Gübelin is a jeweler that has been around for six generations and wants to make the gemstone market more transparent. The Emerald Paternity Test has been developed by the Gübelin Gem. It is a technology that takes seconds to apply and took 18 months to develop in order to provide a solution to a market in need.
It makes sense that a jewelry salesperson should be able to answer the question: “where is this gem from?” But it isn’t always that clear cut. The issue of a gem’s traceability has cropped up more since buyers have become more educated on the subject and more aware of environmental, social and ethical standards. Sales people now have to provide as much information as possible to satisfy a need for transparency. “There are now more open questions than answers to them,” says Patrick Pfannkuche, spokesman for Swiss company Gübelin. “Demand from both clients and our markets is increasing in terms of our gemstones’ provenance. Aside from the country, they want the name of the mine or the company running it,” he says. Gübelin wants to spark a change in the jewelry industry rather than jump on board later on. In collaboration with the Gübelin Gem lab, he has designed technology that determines the origin of colored gemstones starting with emeralds.
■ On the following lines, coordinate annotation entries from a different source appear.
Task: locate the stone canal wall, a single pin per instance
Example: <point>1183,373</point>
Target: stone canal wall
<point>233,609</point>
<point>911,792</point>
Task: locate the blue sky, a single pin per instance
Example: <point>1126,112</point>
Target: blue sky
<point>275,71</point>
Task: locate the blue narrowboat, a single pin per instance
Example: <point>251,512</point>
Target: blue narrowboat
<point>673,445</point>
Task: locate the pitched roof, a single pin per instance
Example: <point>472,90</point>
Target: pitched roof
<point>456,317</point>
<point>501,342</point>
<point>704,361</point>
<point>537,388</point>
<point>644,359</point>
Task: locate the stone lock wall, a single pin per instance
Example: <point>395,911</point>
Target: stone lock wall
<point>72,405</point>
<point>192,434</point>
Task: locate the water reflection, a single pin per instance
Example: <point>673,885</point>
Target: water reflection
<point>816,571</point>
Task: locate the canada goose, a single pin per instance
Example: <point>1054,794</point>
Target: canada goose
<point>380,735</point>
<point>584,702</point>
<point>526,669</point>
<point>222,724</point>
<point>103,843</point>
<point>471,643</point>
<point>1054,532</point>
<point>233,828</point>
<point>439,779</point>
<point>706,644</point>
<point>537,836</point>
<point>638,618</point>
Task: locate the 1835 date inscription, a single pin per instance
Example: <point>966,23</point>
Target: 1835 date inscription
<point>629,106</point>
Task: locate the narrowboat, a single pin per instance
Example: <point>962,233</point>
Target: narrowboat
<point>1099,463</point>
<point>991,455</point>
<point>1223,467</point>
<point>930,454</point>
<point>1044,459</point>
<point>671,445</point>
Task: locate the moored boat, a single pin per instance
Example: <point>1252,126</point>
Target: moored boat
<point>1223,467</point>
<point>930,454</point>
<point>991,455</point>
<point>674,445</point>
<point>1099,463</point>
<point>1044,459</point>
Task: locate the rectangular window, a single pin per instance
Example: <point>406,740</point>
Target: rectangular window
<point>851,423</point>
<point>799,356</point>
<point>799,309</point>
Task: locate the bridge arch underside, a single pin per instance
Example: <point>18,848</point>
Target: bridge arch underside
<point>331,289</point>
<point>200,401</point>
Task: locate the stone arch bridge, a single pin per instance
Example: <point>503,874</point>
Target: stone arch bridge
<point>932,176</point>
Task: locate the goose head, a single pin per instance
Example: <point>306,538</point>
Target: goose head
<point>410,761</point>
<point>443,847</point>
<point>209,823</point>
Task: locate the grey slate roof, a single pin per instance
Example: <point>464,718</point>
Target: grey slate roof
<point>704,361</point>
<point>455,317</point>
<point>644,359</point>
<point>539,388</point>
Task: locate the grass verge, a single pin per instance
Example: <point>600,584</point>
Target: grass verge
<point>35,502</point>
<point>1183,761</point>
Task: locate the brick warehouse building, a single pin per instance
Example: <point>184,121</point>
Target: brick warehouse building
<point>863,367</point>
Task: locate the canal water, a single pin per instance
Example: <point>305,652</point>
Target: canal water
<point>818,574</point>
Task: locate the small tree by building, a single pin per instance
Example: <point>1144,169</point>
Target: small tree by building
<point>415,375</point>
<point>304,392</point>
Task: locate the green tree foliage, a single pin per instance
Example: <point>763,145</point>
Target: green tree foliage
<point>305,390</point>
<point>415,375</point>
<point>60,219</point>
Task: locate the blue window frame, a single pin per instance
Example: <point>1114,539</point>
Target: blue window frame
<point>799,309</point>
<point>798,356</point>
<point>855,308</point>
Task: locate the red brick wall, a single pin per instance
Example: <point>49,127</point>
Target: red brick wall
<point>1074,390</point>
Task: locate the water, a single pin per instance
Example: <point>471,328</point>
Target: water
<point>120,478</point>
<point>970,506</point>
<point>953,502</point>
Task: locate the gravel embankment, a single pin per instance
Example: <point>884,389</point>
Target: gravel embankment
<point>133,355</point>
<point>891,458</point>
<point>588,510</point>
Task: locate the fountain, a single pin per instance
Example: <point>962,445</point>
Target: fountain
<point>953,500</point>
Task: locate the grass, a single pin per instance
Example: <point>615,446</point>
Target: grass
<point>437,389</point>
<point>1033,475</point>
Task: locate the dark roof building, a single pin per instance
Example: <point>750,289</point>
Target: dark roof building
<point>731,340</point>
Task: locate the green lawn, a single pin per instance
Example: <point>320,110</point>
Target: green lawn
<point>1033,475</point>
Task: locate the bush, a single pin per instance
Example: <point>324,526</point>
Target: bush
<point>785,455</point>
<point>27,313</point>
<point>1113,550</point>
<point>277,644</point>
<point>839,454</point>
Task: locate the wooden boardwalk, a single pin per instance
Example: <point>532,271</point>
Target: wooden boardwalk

The gem of hope naturally has flaws in its construction which has enabled Gübelin to focus on it when developing their Emerald Paternity Test. The technology determines the gem’s origin by using a nanoparticle embedded on rough emerald crystals in the mine itself before the usual cleaning, cutting, polishing, transport and setting. It’s like an invisible microchip that neither the eye nor microscope can detect and has no effect whatsoever on the gem’s properties or features. The DNA molecule inserted in the nanoparticle generates specific information unique to each gem meaning it can be instantly identified by Gübelin to prove the provenance of each stone with the utmost accuracy.
Their ambition is to make as many mines as possible aware of the procedure. Unfortunately though, Pfannkuche says that the biggest jewelry brands are more interested in the value of the gem than its provenance. By using the Emerald Paternity Test (it will apply to other gemstones in the future) as a tool, Gübelin provides a competitive asset for other mines with the main beneficiary of the technology being the end client. So how will Gübelin manage to enforce their technology in the same way that the Kimberley Process has made its mark on diamonds by eradicating conflict diamonds that help fund rebel wars against governments? Another example is the Muzo certificate that aims to provide the equivalent of a passport for every emerald. Some say that the latter two are just pieces of paper that don’t prove anything whilst others, rightfully or wrongfully, take cover behind these quality standards. However, advanced technology like Gübelin’s that isn’t universal opens the doors to myriad solutions that make you think differently…it’s time for (r)evolution!